Mi affianco a lui ed osservo la scena. «Ti sei imbambolato?»
«Da bambino mia madre mi portava al centro commerciale solo per quello... adoravo il periodo natalizio perché si sentiva un'atmosfera magnifica. Così...mi portava da Babbo Natale, mi sedevo sulle sue gambe, gli stritolavo la barba» ride, «credevo davvero che fosse quello reale» scuote il capo divertito, «era un periodo magico quello di dicembre.» Ricorda.
«Io nutrivo una forte antipatia per quegli anziani che si travestivano...» metto il broncio al solo pensiero, «Nate mi aveva detto fin da bambina che Babbo Natale non esisteva. Insomma, inizialmente ci credevo alla storiella... poi un giorno ho visto mia mamma e mio papà mettere i regali sotto l'albero. Quella notte non volevo dormire, volevo vedere come scendeva dal camino» scoppio a ridere. «La mia delusione è stata unica, ma ho finto di crederci per ancora qualche anno, fin quando ho svelato di aver inteso tutto... ma sì, era magico.» Sorrido.

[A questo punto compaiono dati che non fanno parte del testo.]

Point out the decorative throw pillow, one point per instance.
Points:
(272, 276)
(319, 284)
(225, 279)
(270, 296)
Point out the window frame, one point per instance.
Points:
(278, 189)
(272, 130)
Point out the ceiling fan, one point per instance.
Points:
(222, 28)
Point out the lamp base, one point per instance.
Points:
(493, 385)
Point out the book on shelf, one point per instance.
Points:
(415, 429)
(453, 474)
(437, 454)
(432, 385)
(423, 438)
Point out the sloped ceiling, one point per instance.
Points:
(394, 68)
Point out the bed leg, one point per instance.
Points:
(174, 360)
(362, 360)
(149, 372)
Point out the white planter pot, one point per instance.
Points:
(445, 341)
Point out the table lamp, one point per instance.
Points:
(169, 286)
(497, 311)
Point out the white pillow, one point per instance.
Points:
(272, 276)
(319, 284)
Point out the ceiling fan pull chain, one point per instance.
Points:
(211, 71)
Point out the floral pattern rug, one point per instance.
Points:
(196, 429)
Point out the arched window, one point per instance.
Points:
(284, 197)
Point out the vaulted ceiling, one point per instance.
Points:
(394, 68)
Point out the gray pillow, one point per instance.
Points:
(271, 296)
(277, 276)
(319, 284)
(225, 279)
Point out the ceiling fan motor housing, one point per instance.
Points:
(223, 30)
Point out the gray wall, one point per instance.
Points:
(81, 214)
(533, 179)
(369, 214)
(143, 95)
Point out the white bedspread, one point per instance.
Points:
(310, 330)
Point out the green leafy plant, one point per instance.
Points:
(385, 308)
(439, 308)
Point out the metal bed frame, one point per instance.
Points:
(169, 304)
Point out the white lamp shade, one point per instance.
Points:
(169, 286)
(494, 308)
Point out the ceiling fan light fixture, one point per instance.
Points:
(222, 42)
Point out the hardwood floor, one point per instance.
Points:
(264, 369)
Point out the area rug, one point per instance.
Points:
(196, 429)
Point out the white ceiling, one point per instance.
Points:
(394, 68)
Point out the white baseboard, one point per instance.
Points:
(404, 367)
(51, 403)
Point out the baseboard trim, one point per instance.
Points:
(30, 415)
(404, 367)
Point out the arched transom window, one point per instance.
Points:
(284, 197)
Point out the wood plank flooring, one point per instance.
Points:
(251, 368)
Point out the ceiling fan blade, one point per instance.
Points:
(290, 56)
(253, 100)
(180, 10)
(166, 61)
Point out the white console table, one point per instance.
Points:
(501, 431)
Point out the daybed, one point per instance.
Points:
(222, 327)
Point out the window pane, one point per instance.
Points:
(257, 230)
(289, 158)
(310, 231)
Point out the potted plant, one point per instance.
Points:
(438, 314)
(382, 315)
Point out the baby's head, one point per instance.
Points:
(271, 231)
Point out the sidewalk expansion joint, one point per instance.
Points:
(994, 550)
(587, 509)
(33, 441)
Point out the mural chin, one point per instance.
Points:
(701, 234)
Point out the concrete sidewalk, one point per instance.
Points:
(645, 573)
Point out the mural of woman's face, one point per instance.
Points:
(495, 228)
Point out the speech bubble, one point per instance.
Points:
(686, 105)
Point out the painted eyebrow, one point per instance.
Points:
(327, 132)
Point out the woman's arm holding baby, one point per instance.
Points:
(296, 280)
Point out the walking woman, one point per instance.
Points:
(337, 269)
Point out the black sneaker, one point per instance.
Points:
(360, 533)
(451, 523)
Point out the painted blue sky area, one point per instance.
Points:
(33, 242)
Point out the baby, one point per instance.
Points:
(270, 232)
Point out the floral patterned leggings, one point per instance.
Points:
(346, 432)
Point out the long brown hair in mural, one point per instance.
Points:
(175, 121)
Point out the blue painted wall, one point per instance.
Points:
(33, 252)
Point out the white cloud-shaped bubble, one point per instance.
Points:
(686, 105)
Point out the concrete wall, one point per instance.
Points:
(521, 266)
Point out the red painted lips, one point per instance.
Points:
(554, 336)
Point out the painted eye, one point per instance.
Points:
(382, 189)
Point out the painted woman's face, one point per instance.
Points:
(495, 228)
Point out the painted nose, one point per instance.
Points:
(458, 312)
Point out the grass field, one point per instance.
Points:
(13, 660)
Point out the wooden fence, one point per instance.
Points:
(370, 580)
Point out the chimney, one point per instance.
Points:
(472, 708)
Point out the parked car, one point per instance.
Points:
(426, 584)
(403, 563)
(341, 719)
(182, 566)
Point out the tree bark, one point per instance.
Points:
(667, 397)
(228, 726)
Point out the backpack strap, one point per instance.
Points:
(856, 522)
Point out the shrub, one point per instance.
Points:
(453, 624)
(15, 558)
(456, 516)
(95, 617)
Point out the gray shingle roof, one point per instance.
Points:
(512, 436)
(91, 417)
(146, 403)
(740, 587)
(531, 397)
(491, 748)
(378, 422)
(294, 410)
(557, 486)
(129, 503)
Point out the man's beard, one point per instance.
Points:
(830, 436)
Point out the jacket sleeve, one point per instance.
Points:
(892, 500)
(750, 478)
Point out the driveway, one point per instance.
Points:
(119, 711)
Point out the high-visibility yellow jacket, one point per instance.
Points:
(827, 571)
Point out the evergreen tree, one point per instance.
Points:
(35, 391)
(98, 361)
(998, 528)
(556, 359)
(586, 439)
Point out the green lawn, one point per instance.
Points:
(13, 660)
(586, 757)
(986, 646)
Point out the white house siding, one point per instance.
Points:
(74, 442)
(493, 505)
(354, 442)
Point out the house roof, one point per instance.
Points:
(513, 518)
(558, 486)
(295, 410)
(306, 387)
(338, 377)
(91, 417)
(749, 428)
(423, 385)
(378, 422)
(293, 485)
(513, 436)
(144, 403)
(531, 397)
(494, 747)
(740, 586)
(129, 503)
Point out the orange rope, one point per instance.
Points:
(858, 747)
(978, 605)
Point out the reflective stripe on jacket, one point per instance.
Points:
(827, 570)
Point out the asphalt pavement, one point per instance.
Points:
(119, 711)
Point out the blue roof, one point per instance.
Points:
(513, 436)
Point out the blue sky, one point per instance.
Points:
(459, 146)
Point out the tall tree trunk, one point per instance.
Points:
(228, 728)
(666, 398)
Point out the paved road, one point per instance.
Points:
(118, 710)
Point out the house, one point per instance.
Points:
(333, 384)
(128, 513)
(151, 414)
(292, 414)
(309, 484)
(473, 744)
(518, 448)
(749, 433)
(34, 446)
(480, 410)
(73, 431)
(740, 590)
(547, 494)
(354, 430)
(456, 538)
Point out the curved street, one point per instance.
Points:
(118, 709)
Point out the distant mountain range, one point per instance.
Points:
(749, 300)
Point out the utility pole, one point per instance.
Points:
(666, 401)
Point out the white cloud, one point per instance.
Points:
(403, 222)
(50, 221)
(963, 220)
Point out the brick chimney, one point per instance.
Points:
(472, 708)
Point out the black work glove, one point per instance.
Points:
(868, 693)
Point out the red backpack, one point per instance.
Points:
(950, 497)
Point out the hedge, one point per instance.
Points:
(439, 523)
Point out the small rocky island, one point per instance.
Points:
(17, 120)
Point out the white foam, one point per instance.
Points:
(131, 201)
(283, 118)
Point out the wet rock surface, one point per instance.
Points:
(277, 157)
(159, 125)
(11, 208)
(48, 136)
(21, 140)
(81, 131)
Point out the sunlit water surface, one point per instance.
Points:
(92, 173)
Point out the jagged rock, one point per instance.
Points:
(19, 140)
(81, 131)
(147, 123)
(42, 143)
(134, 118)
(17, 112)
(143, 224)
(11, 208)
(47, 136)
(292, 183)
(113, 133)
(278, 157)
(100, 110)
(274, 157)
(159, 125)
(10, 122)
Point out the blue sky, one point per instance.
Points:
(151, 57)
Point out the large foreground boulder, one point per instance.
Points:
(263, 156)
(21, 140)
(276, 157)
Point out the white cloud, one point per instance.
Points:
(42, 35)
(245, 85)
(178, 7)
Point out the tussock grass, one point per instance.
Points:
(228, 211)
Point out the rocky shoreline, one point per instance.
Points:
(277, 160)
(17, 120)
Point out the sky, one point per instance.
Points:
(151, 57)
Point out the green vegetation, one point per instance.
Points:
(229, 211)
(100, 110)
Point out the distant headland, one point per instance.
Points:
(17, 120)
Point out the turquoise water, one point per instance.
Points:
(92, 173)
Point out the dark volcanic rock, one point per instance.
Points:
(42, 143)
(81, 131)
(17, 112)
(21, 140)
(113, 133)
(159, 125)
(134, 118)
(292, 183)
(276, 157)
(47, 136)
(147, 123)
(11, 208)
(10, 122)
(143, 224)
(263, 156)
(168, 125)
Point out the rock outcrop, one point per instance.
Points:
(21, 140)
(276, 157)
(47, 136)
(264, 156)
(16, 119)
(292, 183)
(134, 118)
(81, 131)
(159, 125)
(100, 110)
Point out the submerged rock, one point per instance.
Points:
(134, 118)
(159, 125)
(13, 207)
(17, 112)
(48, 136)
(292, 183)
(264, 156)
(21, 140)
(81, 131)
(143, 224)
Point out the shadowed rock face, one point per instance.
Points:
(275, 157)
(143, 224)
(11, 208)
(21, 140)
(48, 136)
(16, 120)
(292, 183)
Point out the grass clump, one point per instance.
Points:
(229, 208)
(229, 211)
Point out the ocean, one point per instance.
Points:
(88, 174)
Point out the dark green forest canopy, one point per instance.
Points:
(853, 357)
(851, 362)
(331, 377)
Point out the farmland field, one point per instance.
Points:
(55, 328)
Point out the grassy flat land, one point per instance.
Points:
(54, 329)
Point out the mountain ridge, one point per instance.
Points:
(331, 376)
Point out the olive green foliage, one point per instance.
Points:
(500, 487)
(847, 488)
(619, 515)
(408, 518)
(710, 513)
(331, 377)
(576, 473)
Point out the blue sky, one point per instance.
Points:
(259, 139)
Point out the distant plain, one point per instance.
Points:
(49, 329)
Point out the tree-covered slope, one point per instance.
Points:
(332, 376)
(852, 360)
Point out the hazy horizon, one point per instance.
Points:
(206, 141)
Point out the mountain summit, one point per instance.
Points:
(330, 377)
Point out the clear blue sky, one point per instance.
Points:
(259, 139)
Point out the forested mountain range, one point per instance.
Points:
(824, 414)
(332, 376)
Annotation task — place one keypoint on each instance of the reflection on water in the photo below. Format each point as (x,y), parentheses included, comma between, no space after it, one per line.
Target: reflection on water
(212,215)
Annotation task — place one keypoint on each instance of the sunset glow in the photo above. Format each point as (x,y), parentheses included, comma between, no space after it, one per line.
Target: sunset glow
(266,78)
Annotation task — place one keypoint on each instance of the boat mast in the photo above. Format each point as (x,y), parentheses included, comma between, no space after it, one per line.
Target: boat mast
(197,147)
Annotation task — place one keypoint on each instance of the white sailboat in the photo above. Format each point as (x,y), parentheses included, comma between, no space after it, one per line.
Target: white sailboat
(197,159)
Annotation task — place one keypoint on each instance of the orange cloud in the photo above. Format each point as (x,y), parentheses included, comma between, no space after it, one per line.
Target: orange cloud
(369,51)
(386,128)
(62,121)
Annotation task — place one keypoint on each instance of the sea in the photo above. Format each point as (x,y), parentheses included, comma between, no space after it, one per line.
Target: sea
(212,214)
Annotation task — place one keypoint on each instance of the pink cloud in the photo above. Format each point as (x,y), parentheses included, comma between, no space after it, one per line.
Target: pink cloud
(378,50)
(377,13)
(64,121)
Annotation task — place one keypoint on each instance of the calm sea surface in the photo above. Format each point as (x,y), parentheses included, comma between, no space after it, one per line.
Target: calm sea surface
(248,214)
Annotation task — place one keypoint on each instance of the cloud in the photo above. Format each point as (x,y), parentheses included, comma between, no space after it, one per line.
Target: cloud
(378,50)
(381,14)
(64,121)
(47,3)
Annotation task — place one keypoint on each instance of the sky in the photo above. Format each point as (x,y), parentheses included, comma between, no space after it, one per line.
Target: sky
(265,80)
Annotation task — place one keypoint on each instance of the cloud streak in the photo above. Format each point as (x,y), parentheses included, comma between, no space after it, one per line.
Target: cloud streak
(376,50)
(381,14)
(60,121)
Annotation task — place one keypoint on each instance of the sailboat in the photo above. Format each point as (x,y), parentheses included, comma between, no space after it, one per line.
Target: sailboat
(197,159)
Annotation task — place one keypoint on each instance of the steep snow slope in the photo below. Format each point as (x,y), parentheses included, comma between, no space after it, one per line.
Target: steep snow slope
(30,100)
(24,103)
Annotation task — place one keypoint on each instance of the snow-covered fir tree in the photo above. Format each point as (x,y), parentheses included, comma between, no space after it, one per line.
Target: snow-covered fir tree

«Che bambina presuntuosa!» Esclama lui. «La notte di Natale non si sbircia» ghigna.
Rido e non rispondo. «Cosa potrei regalare ad Emily?» Rifletto ad alta voce.
«Dovresti saperlo tu cosa le piace di più» dice.
Sospiro. «Mi sa che ritornerò la prossima settimana, ancora ho un po' di tempo.»
«Bè, io non ti accompagnerò» mugugna.
«Che bell'amico» commento sarcastica.
«Nah nah, non mi convinci.» Scuote il capo continuando a camminare.
Faccio lo stesso.
Improvvisamente il suo cellulare squilla dalla tasca dei jeans. Lo sfila velocemente e risponde.
«Sì...lo so» dice a denti stretti allontanandosi di qualche metro da me, ma io lo seguo curiosa. «Ho bisogno di tempo.Non li ho.... Dannazione. » Bisbiglia. «Per favore la prossima settimana» è l'ultima cosa che dice, dopo di che sospira e riposa il telefono. Quando si volta e si accorge delle mie mani sui fianchi e della mia espressione corrucciata, rotea gli occhi. Si avvicina come se nulla fosse ed abbozza un sorriso.
«Dove dobbiamo andare?» Chiede poi.
Penso per un nano secondo se farmi gli affari miei o chiedere cosa ci sia sotto. «Mi accompagni a casa...» dico tranquilla.
Lui annuisce e si avvia verso l'uscita. Non è il solito Brian, insomma.
Lo seguo svelta e arrivati al parcheggio, monto in auto dopo di lui.
Sgrana la voce, mette in moto, fa retromarcia ed usciamo di lì.
Accende la musica e per venti minuti esatti non parla.